GPU implementation wise we have fallen a bit behind due to running into some issues figuring out how to compile CUDA code locally. The naive GPU implementation has been written, but we haven’t gotten a chance to test it just yet. However, we should have recently figured out the compile issues so progress shouldn’t be blocked.
We believe the core deliverables stated in the proposal are all reachable, though we will probably not extend our implementation to 3D. The other stretch goal that we have (the one about exploring optimizations unique to the fluid simulation problem) is kind of already partially fulfilled since partitioning the simulation space into a grid was one of the optimizations.

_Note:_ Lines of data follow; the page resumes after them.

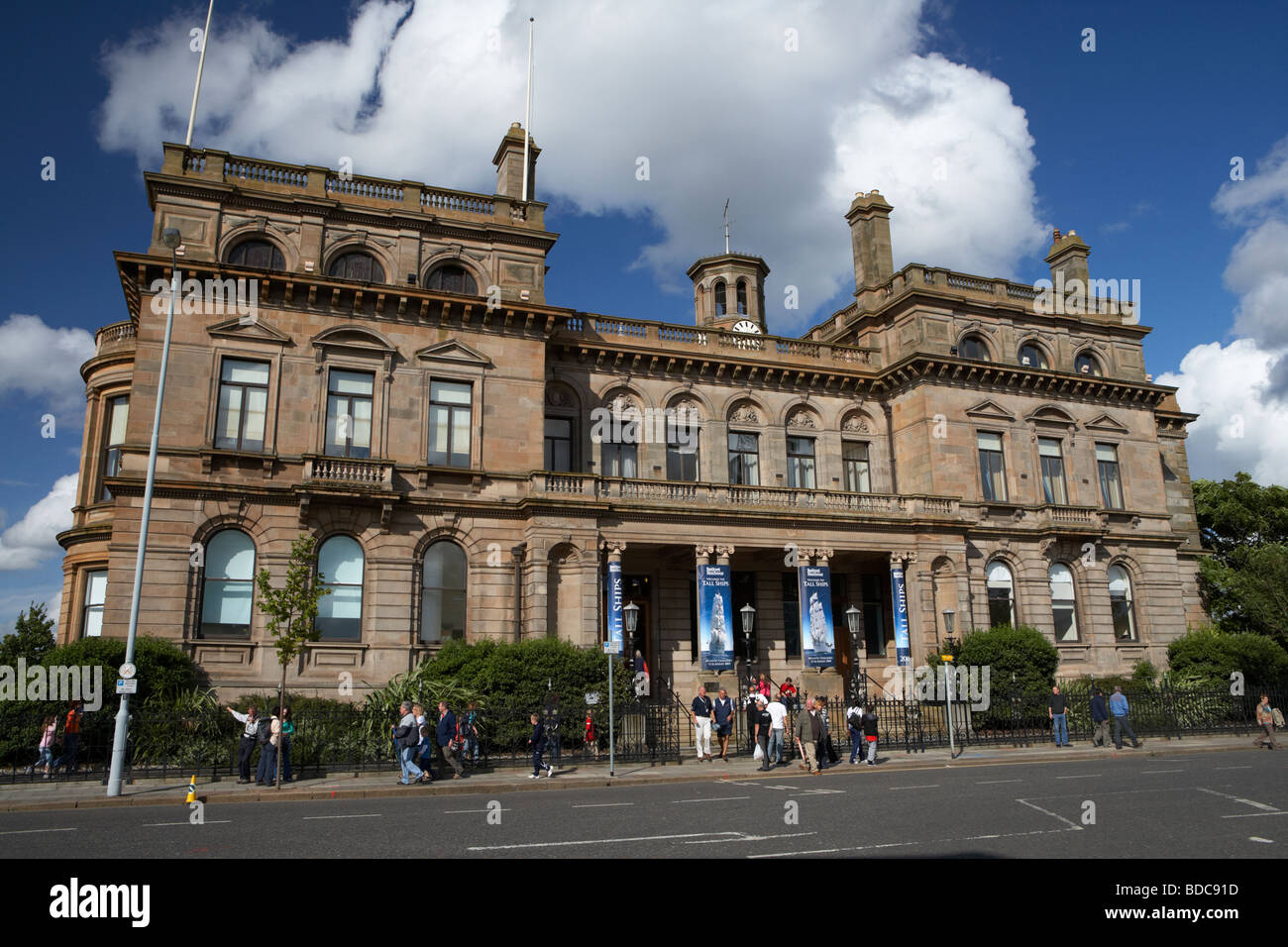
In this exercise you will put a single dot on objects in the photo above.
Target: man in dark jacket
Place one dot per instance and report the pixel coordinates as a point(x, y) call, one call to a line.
point(446, 735)
point(1099, 719)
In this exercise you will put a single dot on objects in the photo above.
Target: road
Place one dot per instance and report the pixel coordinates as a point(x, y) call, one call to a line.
point(1196, 805)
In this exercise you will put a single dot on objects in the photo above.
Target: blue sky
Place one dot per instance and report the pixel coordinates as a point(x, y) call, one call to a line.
point(1128, 145)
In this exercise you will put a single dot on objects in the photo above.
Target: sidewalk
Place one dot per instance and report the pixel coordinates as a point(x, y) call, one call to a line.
point(78, 795)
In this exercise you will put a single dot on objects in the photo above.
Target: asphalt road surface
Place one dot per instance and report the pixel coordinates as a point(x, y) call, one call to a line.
point(1196, 805)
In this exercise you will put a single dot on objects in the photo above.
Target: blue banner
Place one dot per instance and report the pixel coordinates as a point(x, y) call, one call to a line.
point(901, 616)
point(715, 618)
point(815, 615)
point(613, 646)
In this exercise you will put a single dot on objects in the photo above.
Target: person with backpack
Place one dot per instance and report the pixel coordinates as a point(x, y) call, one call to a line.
point(539, 741)
point(870, 733)
point(447, 738)
point(246, 748)
point(267, 735)
point(854, 722)
point(1266, 718)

We will have a demo showcasing an interactive application where one can test out different kinds of parallelism and see the fluid simulation happen in real time. There will be real time graphs showing profiled frame times and static graph showing cache locality or profiled statistics.
CPU Results
Particle Count: 40K
Acceleration Method: spatial compact hashing
Video Speedup: 4x
You can see the renderer starts off fast, but when particles clump together, it gets really slow (somewhere in the middle of the video). This is most likely due to load imbalance. We will tackle this using cost zones and fine grained parallelism.
| Timeline | Todo |
| ——– | —- |
| Mar 26 - Mar 30 (Week 0) | Setup basic application framework and renderer.
Port sequential code.
Setup timing functions. |
| Mar 31 - Apr 6 (Week 1) | Implement naive CPU solver.Implement GPU solver. |
| Apr 7 - April 13 (Week 2) | Spatial binning. |
| Apr 14 - Apr 15 (Week 3) (Milestone Report due) | Gather analytic data.
Write report. |
| Apr 16 - Apr 20 (Week 3) | Week 3.1: Explore fine grained parallelism with OpenMP tasks and cost zones. (Hank)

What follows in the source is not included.